Sentir ou discordar 

Autor: Alberto Palacios, Jefe del Departamento de Inmunología y Reumatología del Hospital de los Angeles Pedregal en CDMX

DOI: https://doi.org/10.46856/grp.22.ept146

Cite: Palacios A. Sentir o disentir. Global Rheumatology. Volumen 4 / Ene - Jun [2023]. Available from: https://doi.org/10.46856/grp.22.e146

Data de recebimento: 21/12/2022

Data aceita: 12/01/2023

Data de Publicação: 27/01/2023

 


Interessado na resposta terapêutica que costumo prever nos meus doentes crónicos, trago à um fenómeno por si só enigmático: o efeito placebo. Esta questão tem tido aspectos éticos, pois em muitos ensaios clínicos é considerado imoral comparar um medicamento potencialmente útil com um inerte. Ainda mais, cegar pacientes sob o escrutínio de um suposto efeito farmacológico é considerado —por muitos grupos de pesquisadores— um abuso de autoridade e talvez uma violação do poder de decisão dos indivíduos.

Talvez este último ponto de vista perverta a ciência como uma pseudo-religião, onde o dogmatismo precede a observação. Quando foi fundada a Royal Society (em Londres, em novembro de 1660), de longe o primeiro órgão a endossar o valor de observar e descrever fenômenos para documentá-los e estabelecer leis universalmente verificáveis, um passo decisivo foi dado nas ciências naturais. Desde então, o astrônomo Christopher Wren e o filósofo naturalista Robert Hooke (o primeiro curador de experimentos desta entidade) estabeleceram os critérios de veracidade científica e a necessidade de tornar verificáveis ​​todas as descobertas relatadas (o seu órgão oficial era o Philosophical Transactions).

Neste sentido, a verificação científica, idealmente por meio da replicação confiável dos processos experimentais que dão conta de uma hipótese, se destaca como o método reconhecido de coleta de conhecimento. Todos nós que praticamos uma ou outra forma de trabalho científico —nos diversos campos das ciências exatas, naturais ou aplicadas— aceitamos tal rigor.

A medicina não é exceção.

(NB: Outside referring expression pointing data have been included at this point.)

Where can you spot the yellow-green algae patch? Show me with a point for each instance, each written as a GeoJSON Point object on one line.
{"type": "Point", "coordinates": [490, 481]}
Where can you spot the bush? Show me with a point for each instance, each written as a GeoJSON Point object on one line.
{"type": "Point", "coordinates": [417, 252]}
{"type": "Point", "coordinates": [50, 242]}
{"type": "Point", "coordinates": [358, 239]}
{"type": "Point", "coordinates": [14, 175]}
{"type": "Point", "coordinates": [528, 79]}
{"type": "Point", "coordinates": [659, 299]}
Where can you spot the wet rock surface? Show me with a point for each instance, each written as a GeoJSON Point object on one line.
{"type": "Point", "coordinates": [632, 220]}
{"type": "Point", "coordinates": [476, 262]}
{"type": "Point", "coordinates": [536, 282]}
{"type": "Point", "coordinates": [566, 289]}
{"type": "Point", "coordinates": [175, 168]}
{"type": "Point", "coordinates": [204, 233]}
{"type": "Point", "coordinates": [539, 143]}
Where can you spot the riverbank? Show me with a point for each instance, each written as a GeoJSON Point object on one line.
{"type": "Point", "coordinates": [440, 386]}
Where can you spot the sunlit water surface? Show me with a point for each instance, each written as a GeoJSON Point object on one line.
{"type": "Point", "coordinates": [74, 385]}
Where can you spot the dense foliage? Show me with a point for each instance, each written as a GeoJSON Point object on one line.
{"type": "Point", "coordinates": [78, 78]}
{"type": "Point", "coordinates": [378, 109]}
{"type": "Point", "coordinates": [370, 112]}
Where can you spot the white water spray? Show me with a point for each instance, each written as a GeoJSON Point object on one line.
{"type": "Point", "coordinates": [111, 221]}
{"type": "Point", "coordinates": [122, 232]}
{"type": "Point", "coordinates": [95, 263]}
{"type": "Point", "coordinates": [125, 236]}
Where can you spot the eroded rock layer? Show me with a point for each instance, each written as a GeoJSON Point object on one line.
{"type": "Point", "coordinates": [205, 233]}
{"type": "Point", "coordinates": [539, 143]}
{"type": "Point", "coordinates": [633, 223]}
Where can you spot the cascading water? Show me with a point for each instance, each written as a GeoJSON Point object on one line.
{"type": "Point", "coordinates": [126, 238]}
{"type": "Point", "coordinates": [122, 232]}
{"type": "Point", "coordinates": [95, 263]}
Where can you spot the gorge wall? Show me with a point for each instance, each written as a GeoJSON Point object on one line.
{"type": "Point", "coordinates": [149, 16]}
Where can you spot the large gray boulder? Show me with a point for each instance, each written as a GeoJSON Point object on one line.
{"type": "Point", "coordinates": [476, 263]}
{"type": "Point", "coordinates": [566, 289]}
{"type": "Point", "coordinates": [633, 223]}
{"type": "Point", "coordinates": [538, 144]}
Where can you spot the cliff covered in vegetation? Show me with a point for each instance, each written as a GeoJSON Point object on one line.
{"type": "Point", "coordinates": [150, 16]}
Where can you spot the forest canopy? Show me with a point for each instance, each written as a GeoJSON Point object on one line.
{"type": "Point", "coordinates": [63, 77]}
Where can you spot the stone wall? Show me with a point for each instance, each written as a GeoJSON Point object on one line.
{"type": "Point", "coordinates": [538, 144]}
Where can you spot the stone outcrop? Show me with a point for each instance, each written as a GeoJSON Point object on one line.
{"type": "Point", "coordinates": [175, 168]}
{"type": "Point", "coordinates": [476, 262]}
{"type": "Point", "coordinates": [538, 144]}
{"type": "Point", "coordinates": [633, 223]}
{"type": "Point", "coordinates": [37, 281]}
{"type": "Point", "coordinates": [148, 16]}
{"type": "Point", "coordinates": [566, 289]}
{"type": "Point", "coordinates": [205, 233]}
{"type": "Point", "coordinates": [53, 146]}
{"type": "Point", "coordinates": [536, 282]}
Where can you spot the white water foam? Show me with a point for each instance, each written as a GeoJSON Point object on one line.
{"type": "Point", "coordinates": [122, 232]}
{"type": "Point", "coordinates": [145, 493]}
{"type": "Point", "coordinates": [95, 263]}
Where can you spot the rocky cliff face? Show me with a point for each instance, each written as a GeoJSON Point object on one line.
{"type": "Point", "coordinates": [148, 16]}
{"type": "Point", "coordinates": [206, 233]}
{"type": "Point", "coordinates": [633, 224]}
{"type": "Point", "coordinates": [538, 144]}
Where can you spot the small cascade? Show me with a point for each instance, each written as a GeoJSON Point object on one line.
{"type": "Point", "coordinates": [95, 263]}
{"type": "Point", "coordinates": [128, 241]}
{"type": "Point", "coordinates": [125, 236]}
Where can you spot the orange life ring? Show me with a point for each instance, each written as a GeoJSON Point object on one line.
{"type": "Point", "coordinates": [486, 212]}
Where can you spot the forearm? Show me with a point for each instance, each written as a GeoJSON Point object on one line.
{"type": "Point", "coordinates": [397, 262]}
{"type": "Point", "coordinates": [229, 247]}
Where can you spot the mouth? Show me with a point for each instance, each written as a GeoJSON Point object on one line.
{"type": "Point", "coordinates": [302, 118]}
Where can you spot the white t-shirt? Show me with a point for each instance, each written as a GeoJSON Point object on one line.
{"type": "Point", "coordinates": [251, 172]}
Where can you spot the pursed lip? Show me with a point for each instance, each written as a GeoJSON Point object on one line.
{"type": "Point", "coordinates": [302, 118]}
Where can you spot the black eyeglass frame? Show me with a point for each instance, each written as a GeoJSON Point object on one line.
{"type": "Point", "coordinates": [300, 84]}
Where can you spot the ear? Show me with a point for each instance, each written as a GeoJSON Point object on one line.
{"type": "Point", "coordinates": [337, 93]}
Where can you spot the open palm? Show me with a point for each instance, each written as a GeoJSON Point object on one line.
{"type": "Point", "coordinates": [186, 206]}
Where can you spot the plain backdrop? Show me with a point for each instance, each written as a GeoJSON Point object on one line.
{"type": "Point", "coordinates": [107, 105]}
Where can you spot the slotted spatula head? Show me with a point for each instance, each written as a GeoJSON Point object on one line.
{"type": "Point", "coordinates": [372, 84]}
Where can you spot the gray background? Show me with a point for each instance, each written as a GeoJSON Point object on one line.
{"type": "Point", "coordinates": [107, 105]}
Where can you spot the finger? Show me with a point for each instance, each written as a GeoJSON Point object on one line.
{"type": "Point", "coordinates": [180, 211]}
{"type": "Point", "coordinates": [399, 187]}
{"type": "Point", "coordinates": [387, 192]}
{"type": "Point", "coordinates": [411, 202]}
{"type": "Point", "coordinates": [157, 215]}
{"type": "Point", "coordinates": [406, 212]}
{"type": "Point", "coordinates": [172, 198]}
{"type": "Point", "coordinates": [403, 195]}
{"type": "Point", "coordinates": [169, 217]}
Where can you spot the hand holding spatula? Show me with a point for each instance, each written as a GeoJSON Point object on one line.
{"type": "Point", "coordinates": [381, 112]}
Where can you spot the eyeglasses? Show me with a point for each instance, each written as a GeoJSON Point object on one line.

Embora admitamos que ser um Tekné está sujeito à verificação e atualização das suas verdades, dificilmente generalizáveis ​​pela força da repetição de medições em sujeitos experimentais (quanto mais e mais geneticamente variados, melhor), ninguém ousaria dizer que tudo está escrito na saúde e na doença. Em outras palavras, as teorias celulares e moleculares estão em constante desafio, e isso por si só aumenta a virtude do trabalho médico e a recorrência —bem como o desacordo— das suas publicações.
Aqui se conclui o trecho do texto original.